あいうえお

あやとりを繰る指がまるで遠隔的におれの体の中をかき回しているような、幻惑に落ちていた。畳の部屋の真ん中に座したユキ子を、11時の方角から見ていた。庭の緑が陽に乗じて入り、ユキ子の前であえなく消える。おれの影もユキ子の方へ伸びているのに、その体にかかる前に途絶えている。

いけないいけないと思い、首を振れば意識は立ち直るが、見続けるとすぐに絡みとられてしまう。視線をそらすことがひどく重苦しかった。引かれるのだ。磁力のように、強く、そこへ。

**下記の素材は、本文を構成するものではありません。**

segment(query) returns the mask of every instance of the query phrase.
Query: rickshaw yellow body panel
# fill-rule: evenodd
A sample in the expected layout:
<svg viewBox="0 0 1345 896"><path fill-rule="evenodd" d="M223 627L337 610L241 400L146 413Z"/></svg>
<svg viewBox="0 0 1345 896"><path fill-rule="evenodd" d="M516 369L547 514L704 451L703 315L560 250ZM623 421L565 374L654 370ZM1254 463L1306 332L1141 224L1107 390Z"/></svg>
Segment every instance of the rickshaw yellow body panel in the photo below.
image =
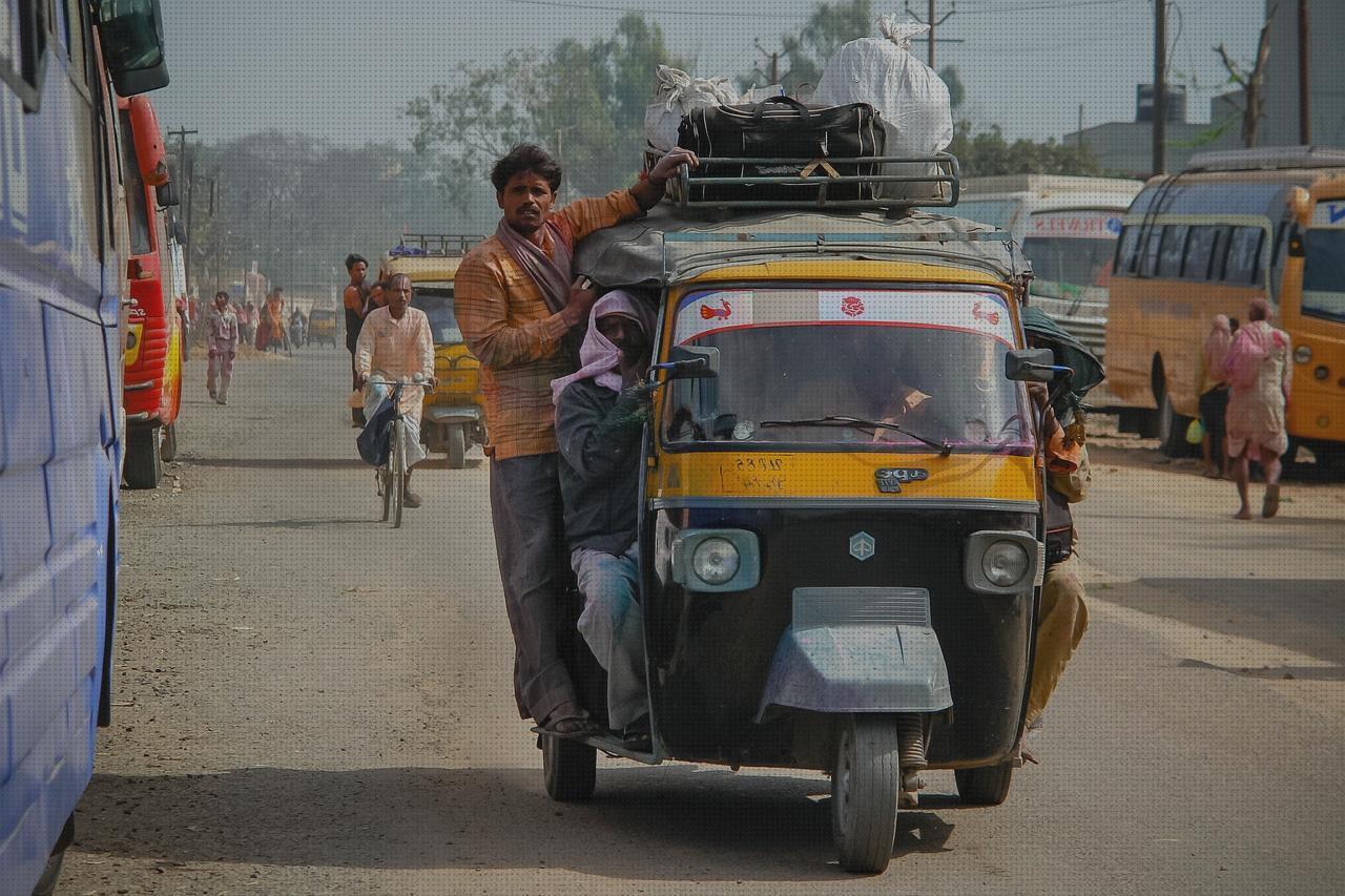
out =
<svg viewBox="0 0 1345 896"><path fill-rule="evenodd" d="M904 483L901 494L880 494L878 470L920 467L921 482ZM652 500L694 498L1036 502L1032 457L868 451L664 451L648 471Z"/></svg>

うつむいていたユキ子は、突然髪を揺らしながらおれを見上げた。ひどく乱れたおれの瞳を見て、なんと、生け簀の魚を見るように笑ったのだ。

笑みを浮かべまま、両手を顔の前までかかげてひらひらと指を絡める。その隙間を引くたこ糸が、ギリギリとおれの腰のあたりを締め付けている。見えないけれど、きっと。

男であることを思い知り、女であるユキ子を東京タワーの輪郭にすかして、この肌寒いのが秋風のせいだと気がつくのは翌朝になってからのことだった。